If you explain more about the large matrices and how they are generated, there is a fair chance something to speed up the process can come up.
For example, in the example in the question, the convolution of uniform distributions (according to v) can be calculated, and 3 vectors of length 10 can be sampled. Without ever producing the original matrices (that could very well be much faster).
This was an illustration of how extra information about the matrices and vector can help.
You figured out how to do this using a comprehension. To use broadcast, use t .* Ref(v). This should have very similar performance to your comprehension.
To use a single linear algebra operation, try
reshape(reduce(vcat,t)*v,:,length(t))
You may want to wrap this in eachcol(...) if you want to access the results as a collection of vectors rather than a 10x3 (or whatever your real size is) matrix. That said, I wouldn’t expect this to be much (if any) faster than the comprehension or broadcast. The reduce(vcat,t) requires a little work and the consolidated linear algebra call may not save enough to make up the difference.
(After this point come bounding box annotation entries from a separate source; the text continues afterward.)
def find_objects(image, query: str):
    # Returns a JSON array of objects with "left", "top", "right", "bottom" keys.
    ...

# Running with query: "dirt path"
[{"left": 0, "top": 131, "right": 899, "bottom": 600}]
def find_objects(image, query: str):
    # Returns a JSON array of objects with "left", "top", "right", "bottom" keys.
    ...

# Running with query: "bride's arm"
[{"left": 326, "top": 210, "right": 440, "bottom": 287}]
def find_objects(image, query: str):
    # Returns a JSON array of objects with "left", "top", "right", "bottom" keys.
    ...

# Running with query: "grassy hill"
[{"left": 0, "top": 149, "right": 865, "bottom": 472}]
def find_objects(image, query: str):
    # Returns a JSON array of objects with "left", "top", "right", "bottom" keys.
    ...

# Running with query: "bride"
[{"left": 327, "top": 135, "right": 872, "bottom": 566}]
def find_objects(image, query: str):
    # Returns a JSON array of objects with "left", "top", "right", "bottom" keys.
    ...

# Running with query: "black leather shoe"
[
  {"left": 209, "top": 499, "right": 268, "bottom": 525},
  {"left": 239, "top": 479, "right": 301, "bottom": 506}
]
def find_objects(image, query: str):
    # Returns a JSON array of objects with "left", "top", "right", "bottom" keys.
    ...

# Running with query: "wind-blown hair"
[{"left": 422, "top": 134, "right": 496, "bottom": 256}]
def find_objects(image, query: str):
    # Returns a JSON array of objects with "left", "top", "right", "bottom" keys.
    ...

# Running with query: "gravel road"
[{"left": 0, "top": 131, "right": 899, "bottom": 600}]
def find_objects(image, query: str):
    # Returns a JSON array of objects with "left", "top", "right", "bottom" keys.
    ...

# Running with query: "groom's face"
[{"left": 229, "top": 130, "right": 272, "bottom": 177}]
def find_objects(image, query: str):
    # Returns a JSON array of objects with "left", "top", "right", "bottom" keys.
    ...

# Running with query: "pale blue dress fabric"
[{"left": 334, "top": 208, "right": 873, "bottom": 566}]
If 10x10 is truly the size of matrices you’re dealing with, you might get a significant performance benefit by using SMatrix and SVector from the StaticArrays package. Using those, there’s no benefit (and likely detriment) to consolidating the operations. Just use the comprehension or broadcast. E.g.,
julia> using StaticArrays
julia> t = [@SMatrix rand(10, 10) for _ in 1:3];
julia> v = @SVector rand(10);
julia> res = [t_i * v for t_i in t]
Don’t try to use StaticArrays for arrays with more than a few hundred elements. They’re not faster than Array at those sizes but become very tough on the compiler and can choke your system.